Immagine correlataHo opinioni contrastanti su questo libro. E’ indubbio che sia il degno successore dei poemi omerici e che sia uno scritto di valore. Ma forse è più facile quando hai come modelli l’Iliade e l’Odissea, da cui attingi a piene mani. Ecco, forse è questo l’unico difetto… l’aver avuto per modelli dei mostri sacri, che risultano probabilmente meno perfetti, in alcuni punti, ma più “viscerali” e “sinceri”. Virgilio, per descrivere le vicende di Enea, ha preso le idee buone dall’uno e dall’altro libro e ci ha costruito sopra la sua storia epica, per la grande gloria di Roma.

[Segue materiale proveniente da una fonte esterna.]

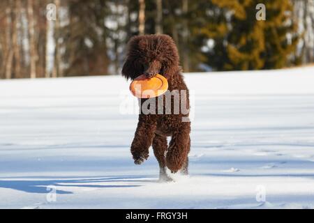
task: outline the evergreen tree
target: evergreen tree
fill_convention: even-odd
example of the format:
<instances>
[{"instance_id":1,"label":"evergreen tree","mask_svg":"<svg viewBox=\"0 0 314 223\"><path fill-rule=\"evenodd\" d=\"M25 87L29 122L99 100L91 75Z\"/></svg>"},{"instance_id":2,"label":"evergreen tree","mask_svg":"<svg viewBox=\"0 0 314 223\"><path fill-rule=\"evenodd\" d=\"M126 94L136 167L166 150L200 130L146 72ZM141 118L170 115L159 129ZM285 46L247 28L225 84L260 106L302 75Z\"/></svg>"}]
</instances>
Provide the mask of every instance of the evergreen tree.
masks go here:
<instances>
[{"instance_id":1,"label":"evergreen tree","mask_svg":"<svg viewBox=\"0 0 314 223\"><path fill-rule=\"evenodd\" d=\"M209 63L218 70L281 68L299 40L290 0L212 0L209 20L201 30L214 40ZM258 3L266 6L266 20L256 17ZM211 60L214 58L213 63Z\"/></svg>"}]
</instances>

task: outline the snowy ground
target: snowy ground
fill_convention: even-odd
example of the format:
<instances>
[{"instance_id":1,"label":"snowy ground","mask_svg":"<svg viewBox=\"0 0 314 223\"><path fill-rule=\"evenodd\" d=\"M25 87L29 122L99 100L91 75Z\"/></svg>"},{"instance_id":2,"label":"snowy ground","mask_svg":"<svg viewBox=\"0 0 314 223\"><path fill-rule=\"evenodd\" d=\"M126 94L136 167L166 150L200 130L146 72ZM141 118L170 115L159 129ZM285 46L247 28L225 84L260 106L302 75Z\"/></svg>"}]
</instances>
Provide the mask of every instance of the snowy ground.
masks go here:
<instances>
[{"instance_id":1,"label":"snowy ground","mask_svg":"<svg viewBox=\"0 0 314 223\"><path fill-rule=\"evenodd\" d=\"M122 77L0 81L0 208L314 208L314 68L186 80L190 176L171 183L153 153L133 164Z\"/></svg>"}]
</instances>

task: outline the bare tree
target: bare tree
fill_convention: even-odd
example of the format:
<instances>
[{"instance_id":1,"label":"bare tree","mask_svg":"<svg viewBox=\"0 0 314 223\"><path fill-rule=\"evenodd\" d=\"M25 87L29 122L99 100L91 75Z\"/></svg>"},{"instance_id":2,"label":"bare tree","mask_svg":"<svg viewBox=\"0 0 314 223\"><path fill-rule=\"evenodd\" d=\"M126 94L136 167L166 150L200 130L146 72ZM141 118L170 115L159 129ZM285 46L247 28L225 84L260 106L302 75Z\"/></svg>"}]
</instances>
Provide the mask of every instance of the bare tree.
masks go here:
<instances>
[{"instance_id":1,"label":"bare tree","mask_svg":"<svg viewBox=\"0 0 314 223\"><path fill-rule=\"evenodd\" d=\"M61 76L60 72L61 55L60 55L60 0L54 0L54 4L57 8L57 19L54 23L54 68L52 70L52 77Z\"/></svg>"},{"instance_id":2,"label":"bare tree","mask_svg":"<svg viewBox=\"0 0 314 223\"><path fill-rule=\"evenodd\" d=\"M145 0L139 0L138 31L140 35L145 34Z\"/></svg>"},{"instance_id":3,"label":"bare tree","mask_svg":"<svg viewBox=\"0 0 314 223\"><path fill-rule=\"evenodd\" d=\"M33 1L27 1L27 14L29 21L29 41L30 55L30 76L31 78L36 78L36 61L37 54L35 46L35 21L33 15Z\"/></svg>"},{"instance_id":4,"label":"bare tree","mask_svg":"<svg viewBox=\"0 0 314 223\"><path fill-rule=\"evenodd\" d=\"M183 31L182 31L182 43L183 43L183 69L184 72L190 71L190 56L188 55L188 0L183 0L182 12L184 13Z\"/></svg>"},{"instance_id":5,"label":"bare tree","mask_svg":"<svg viewBox=\"0 0 314 223\"><path fill-rule=\"evenodd\" d=\"M18 37L20 36L20 26L21 26L21 1L20 0L15 0L15 4L13 1L10 1L14 6L12 20L12 44L14 52L14 65L15 72L14 77L22 77L21 74L21 56L20 56L20 45L18 41Z\"/></svg>"},{"instance_id":6,"label":"bare tree","mask_svg":"<svg viewBox=\"0 0 314 223\"><path fill-rule=\"evenodd\" d=\"M163 0L156 0L156 25L155 33L157 34L161 34L163 31Z\"/></svg>"},{"instance_id":7,"label":"bare tree","mask_svg":"<svg viewBox=\"0 0 314 223\"><path fill-rule=\"evenodd\" d=\"M11 3L11 2L10 2ZM8 46L6 54L6 78L12 78L12 62L13 61L13 50L12 49L12 20L11 20L11 7L9 4L7 5L6 9L6 40Z\"/></svg>"}]
</instances>

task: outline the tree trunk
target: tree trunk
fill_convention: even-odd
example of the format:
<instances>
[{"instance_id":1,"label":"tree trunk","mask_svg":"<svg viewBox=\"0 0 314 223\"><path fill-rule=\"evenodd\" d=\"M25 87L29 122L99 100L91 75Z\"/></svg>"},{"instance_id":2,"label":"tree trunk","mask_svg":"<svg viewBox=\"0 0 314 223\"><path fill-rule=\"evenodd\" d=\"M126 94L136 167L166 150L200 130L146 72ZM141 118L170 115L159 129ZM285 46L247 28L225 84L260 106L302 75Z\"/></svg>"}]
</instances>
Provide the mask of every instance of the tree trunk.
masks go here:
<instances>
[{"instance_id":1,"label":"tree trunk","mask_svg":"<svg viewBox=\"0 0 314 223\"><path fill-rule=\"evenodd\" d=\"M37 54L35 47L35 22L33 15L33 1L28 0L27 13L29 20L29 55L30 55L30 76L31 78L36 78L36 61Z\"/></svg>"},{"instance_id":2,"label":"tree trunk","mask_svg":"<svg viewBox=\"0 0 314 223\"><path fill-rule=\"evenodd\" d=\"M11 0L12 1L12 0ZM12 40L14 52L14 65L15 72L14 77L22 77L21 75L21 56L20 56L20 48L19 46L18 36L20 36L20 31L21 26L21 1L20 0L15 0L15 5L14 6L14 15L13 20L13 28L12 28ZM12 5L14 5L12 2Z\"/></svg>"},{"instance_id":3,"label":"tree trunk","mask_svg":"<svg viewBox=\"0 0 314 223\"><path fill-rule=\"evenodd\" d=\"M52 77L61 77L61 75L60 73L60 63L61 63L61 56L60 56L60 43L59 43L59 37L60 37L60 17L59 15L59 12L60 11L60 0L54 0L54 4L56 5L57 10L57 19L56 22L54 23L54 68L52 70Z\"/></svg>"},{"instance_id":4,"label":"tree trunk","mask_svg":"<svg viewBox=\"0 0 314 223\"><path fill-rule=\"evenodd\" d=\"M12 49L11 33L12 33L12 20L11 20L11 6L8 6L6 10L6 39L8 46L8 51L6 55L6 79L12 78L12 62L13 60L13 51Z\"/></svg>"},{"instance_id":5,"label":"tree trunk","mask_svg":"<svg viewBox=\"0 0 314 223\"><path fill-rule=\"evenodd\" d=\"M163 0L156 0L156 17L155 33L157 34L163 33Z\"/></svg>"},{"instance_id":6,"label":"tree trunk","mask_svg":"<svg viewBox=\"0 0 314 223\"><path fill-rule=\"evenodd\" d=\"M182 12L184 13L183 32L182 32L182 53L183 53L183 70L184 72L190 71L190 60L188 55L188 0L183 0Z\"/></svg>"},{"instance_id":7,"label":"tree trunk","mask_svg":"<svg viewBox=\"0 0 314 223\"><path fill-rule=\"evenodd\" d=\"M138 31L140 35L145 34L145 0L139 0L140 11L138 13Z\"/></svg>"}]
</instances>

Molto bello il canto VI, la discesa agli Inferi: credo sia la parte più alta dell’opera… e, leggendola, non possono non tornare in mente i canti della Divina Commedia, studiati all’epoca delle superiori.

Per quanto riguarda la figura di Enea… mah… mi aspettavo di più… la sua “pietà” (dedizione alle tradizioni, alla famiglia e alla divinità) mi convince a tratti e secondo me, lo rende uno strumento del fato un po’ troppo passivo e sentimentalmente piatto.

In tutti e tre i poemi epici del’antichità, l’unica persona che se ne frega di ciò che dicono divinità e uomini è Achille… fossero stati tutti come lui, che pur essendo un mezzo del fato metteva al primo posto le proprie decisioni e il proprio cuore, forse non vi sarebbe stata alcuna guerra, né a Troia, né nel Lazio.

Letto l’ultimo verso, rimane questa domanda: “Chissà la versione finale, come sarebbe stata!